Indigenous leader Célia Xakriabá and Vagina Monologues author V discuss Brazil’s biodiversity crisis and why this is the century of the indigenous woman

Célia Xakriabá is the voice of a new generation of female indigenous leaders who are leading the fight against the destruction of Brazil’s forests both in the Amazon and the lesser known Cerrado, a savannah that covers a fifth of the country. V, formerly Eve Ensler, is the award-winning author of the Vagina Monologues, an activist and founder of V-Day, a global movement to end violence against all women and girls and the Earth. The two recently held a conversation in which V asked Xakriabá about what is happening to Brazil’s biodiversity and indigenous peoples, and why women are the key to change.

V: Many people, especially in the west, don’t really understand what’s happening to the Cerrado in Brazil.
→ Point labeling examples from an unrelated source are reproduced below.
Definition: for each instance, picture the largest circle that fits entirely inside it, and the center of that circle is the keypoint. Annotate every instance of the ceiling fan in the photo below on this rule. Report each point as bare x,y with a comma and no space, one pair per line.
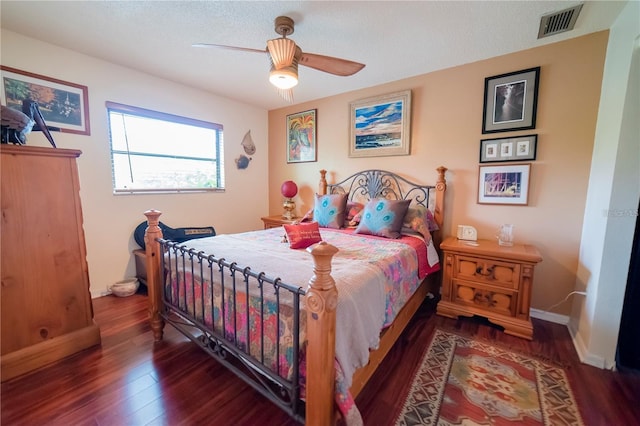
285,56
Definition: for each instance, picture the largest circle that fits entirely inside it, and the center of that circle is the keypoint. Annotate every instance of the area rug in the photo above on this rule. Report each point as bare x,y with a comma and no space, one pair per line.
462,381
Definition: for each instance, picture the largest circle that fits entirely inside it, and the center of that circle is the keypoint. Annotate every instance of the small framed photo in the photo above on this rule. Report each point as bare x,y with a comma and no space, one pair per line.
63,105
380,126
301,137
507,184
510,101
519,148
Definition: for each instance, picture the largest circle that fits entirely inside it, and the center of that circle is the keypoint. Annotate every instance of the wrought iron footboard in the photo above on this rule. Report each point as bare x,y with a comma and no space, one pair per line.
221,306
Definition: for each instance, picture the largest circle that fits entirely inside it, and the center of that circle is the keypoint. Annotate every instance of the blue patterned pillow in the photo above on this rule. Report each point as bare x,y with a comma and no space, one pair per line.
383,217
329,210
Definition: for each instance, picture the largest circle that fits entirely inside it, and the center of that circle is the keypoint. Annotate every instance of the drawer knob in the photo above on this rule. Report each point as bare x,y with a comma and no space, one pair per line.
484,271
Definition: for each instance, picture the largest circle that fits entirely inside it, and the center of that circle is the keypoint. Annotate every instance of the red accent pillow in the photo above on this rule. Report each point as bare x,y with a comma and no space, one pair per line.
302,235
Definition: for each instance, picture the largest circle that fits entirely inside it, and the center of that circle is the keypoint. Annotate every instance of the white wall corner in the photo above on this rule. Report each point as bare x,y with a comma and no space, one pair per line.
585,356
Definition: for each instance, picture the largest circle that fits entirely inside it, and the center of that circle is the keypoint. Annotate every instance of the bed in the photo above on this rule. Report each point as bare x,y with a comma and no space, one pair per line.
276,316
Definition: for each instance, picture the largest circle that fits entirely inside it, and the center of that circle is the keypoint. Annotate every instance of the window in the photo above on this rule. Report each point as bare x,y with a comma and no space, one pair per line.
157,152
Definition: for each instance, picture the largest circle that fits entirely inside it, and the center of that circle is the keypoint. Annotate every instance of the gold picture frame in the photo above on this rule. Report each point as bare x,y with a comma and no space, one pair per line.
381,125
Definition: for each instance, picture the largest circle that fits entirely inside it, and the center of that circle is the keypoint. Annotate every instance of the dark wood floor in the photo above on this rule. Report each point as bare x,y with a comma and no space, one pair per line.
131,381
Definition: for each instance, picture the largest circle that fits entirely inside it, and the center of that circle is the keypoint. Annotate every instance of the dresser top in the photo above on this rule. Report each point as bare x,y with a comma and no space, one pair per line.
522,252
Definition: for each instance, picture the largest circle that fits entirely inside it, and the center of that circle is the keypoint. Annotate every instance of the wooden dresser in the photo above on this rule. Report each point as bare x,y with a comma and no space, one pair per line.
489,280
45,301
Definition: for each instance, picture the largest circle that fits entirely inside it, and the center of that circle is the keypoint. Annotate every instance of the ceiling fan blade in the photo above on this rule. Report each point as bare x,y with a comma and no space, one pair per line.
330,64
222,46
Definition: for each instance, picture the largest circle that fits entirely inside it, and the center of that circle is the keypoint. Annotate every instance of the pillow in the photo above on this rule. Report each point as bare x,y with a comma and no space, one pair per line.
383,217
329,210
302,235
420,219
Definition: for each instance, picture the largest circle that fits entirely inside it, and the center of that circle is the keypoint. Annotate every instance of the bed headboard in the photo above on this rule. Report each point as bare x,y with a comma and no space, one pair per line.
365,185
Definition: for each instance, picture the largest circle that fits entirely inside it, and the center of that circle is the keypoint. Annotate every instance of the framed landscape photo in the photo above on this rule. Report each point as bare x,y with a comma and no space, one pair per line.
63,105
507,184
510,101
301,137
380,126
508,149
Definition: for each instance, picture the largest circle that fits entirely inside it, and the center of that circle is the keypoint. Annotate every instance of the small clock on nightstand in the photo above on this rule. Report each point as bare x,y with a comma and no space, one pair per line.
467,232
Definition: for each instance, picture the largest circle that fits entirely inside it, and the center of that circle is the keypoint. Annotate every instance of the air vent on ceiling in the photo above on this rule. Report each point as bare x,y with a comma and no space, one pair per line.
559,22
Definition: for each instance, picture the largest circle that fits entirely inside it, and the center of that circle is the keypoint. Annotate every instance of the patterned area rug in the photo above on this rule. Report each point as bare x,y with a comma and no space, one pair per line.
462,381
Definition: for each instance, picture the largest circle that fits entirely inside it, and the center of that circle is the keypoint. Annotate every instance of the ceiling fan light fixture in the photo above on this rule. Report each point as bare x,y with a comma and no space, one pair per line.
284,78
282,51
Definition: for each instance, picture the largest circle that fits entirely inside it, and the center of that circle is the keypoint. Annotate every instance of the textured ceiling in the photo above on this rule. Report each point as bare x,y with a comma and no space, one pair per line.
395,39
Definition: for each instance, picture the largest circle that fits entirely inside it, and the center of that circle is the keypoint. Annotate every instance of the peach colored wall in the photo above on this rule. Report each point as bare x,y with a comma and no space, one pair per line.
446,130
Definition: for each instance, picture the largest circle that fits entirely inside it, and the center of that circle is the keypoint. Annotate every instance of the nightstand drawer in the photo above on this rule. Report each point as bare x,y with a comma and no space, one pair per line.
489,280
485,297
488,271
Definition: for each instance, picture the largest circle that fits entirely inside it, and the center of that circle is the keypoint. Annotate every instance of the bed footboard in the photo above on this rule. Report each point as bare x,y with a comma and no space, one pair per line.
171,300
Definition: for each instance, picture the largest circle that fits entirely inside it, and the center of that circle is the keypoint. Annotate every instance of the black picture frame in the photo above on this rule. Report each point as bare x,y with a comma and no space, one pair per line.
63,104
517,148
510,101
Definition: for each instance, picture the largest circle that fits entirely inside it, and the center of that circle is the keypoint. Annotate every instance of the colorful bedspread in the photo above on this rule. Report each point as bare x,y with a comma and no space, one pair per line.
375,277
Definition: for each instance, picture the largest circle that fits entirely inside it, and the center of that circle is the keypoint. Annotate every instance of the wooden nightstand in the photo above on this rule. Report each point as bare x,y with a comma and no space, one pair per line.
489,280
277,221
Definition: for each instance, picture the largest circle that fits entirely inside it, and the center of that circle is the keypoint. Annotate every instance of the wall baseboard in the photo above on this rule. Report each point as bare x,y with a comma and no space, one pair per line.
549,316
585,356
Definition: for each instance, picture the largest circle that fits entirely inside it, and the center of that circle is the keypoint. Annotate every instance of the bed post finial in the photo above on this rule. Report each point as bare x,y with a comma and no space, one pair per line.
154,284
441,186
322,188
321,302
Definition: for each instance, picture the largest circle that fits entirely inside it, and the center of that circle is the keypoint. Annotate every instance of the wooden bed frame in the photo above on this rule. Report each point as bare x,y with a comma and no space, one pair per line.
321,298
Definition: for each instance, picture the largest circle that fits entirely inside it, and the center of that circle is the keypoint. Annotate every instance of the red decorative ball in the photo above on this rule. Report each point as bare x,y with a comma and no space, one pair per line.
289,189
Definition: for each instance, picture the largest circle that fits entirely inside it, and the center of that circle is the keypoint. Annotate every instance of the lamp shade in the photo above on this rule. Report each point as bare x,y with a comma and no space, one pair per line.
289,189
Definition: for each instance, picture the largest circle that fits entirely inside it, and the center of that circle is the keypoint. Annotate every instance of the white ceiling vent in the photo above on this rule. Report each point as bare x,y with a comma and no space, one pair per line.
559,22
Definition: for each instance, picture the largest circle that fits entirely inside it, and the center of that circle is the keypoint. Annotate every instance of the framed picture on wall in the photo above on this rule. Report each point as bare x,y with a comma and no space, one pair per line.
504,184
301,137
63,105
510,101
508,149
380,125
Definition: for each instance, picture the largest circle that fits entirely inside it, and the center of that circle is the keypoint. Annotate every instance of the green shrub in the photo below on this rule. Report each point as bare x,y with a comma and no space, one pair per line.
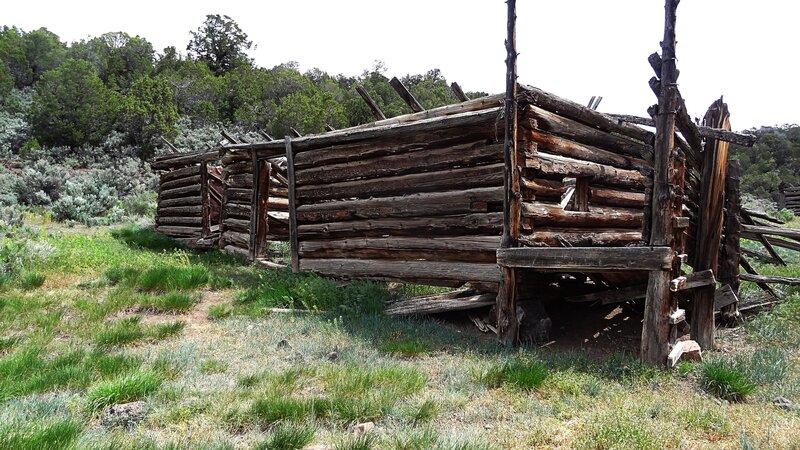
146,238
726,381
132,387
288,437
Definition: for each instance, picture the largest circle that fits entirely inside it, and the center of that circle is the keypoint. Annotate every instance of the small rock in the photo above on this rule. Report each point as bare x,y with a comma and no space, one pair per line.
124,414
365,427
783,403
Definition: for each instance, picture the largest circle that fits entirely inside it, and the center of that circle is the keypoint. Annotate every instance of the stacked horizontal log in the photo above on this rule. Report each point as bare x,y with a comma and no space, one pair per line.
790,197
585,176
180,211
238,201
420,201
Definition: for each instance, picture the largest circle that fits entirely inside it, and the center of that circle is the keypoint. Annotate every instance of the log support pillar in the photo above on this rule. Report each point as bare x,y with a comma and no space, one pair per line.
660,304
506,306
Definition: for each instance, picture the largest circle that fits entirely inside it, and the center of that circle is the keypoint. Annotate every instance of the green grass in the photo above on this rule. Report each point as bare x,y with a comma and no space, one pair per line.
40,435
723,379
171,278
213,366
408,347
121,332
172,302
288,437
144,238
519,373
131,387
31,280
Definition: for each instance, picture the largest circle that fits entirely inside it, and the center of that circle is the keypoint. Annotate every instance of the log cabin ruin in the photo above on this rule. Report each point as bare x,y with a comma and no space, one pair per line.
524,196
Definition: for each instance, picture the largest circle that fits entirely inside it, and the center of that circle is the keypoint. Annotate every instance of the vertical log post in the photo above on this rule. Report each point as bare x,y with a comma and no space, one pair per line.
659,303
293,239
204,200
709,227
731,246
262,201
507,324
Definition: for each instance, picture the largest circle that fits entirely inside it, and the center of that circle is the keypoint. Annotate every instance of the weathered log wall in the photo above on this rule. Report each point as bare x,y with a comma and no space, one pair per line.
585,178
183,208
240,204
419,202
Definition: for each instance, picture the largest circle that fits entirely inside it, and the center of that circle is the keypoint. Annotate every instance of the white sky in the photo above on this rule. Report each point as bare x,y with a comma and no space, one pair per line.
745,51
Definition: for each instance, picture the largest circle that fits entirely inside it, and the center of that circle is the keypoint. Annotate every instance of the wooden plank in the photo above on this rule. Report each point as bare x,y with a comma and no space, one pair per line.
179,182
181,201
693,280
185,211
546,214
553,144
772,279
401,163
506,303
404,93
462,224
435,304
373,107
184,191
584,134
556,165
438,181
426,205
582,114
293,238
458,92
401,270
611,296
588,259
262,200
772,231
724,297
659,303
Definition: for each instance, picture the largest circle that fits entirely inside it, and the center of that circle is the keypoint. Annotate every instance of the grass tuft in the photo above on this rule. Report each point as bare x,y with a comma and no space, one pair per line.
173,302
121,332
37,435
519,373
31,280
288,437
132,387
722,379
408,348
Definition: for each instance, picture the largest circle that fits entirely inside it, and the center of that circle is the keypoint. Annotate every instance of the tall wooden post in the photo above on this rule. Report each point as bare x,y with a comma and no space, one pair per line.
507,324
709,228
659,304
731,246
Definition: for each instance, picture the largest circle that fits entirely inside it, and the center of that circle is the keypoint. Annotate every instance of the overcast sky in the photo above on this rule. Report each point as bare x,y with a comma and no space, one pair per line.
746,51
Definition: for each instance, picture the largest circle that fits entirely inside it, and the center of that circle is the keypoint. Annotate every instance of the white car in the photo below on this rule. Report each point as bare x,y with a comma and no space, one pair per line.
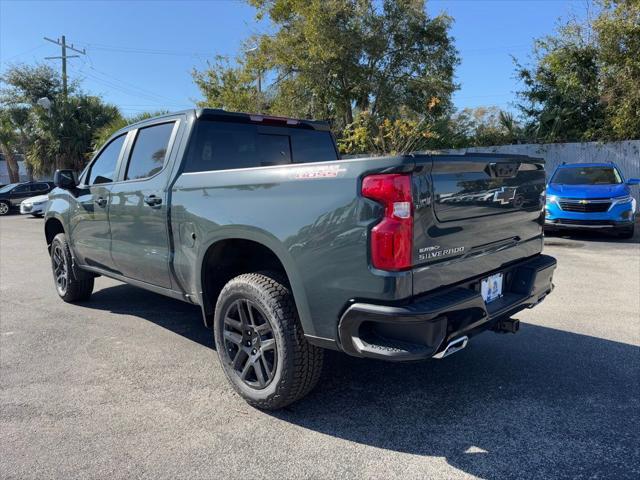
34,206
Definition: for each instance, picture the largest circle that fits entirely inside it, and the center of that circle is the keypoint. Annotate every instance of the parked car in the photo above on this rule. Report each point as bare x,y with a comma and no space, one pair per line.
591,196
34,206
12,195
290,250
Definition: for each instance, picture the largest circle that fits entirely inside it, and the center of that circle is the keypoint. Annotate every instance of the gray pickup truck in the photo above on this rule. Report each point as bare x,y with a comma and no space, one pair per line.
290,250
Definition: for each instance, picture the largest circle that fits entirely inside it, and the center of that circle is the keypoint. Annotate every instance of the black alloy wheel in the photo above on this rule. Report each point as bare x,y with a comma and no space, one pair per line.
249,344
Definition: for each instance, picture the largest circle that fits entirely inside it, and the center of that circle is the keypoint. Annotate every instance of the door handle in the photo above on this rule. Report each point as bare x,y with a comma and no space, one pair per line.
153,201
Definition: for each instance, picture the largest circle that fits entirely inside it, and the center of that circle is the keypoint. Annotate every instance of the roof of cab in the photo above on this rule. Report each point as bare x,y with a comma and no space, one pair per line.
259,118
212,113
581,165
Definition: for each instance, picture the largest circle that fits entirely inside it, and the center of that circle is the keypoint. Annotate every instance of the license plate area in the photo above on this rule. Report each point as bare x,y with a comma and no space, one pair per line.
491,287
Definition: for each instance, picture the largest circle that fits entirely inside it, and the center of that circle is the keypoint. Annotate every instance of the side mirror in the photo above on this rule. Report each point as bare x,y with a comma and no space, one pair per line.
65,179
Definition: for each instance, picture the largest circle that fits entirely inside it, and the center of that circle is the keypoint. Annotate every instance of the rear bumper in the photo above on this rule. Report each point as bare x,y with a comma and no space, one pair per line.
422,327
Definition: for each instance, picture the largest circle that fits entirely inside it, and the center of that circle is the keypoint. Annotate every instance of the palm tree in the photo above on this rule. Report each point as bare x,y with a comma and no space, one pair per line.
8,142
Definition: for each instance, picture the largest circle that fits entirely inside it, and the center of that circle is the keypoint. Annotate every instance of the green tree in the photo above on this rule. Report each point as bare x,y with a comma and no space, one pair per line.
56,137
331,59
483,126
9,145
617,31
584,83
560,98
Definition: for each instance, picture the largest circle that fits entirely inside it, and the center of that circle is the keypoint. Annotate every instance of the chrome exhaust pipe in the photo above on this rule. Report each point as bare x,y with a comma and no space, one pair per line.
453,347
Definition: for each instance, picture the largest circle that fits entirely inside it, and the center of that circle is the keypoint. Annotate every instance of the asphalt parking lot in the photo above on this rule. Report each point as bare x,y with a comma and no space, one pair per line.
128,385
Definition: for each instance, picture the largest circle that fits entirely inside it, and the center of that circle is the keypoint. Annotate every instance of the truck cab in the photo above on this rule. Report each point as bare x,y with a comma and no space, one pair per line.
289,249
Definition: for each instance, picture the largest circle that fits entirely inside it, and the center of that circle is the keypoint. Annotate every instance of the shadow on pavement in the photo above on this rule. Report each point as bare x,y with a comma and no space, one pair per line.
543,403
179,317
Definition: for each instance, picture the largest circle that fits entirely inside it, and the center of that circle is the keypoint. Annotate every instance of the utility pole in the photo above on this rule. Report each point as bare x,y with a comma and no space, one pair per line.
63,44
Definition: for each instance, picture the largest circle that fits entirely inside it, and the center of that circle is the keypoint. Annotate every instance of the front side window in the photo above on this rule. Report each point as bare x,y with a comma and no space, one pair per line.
104,167
8,188
149,151
587,176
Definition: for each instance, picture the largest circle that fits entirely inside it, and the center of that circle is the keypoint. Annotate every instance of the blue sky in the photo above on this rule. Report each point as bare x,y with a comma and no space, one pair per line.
140,53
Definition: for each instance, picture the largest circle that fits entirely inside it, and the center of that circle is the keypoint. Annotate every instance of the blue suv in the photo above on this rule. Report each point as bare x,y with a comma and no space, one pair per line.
591,196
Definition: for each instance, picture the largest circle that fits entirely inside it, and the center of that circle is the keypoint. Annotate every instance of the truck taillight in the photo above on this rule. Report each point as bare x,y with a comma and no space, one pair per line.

Can you tell us what’s happening to the forests?
C: It’s very tough at this moment. Every minute one person dies of Covid-19, but also every minute one tree is cut. And whenever a tree is cut, a part of us is cut, a part of us also dies, because the territory dies and with no territory there is no air, no good air for everyone in the world. People can’t breathe. So all this Covid contamination, it gets to the territory through the miners, the gold miners, the loggers and the rangers. And now that we are getting to August, we get even more worried about the fires, all the fires that burned the Amazon last year. It’s going to come back.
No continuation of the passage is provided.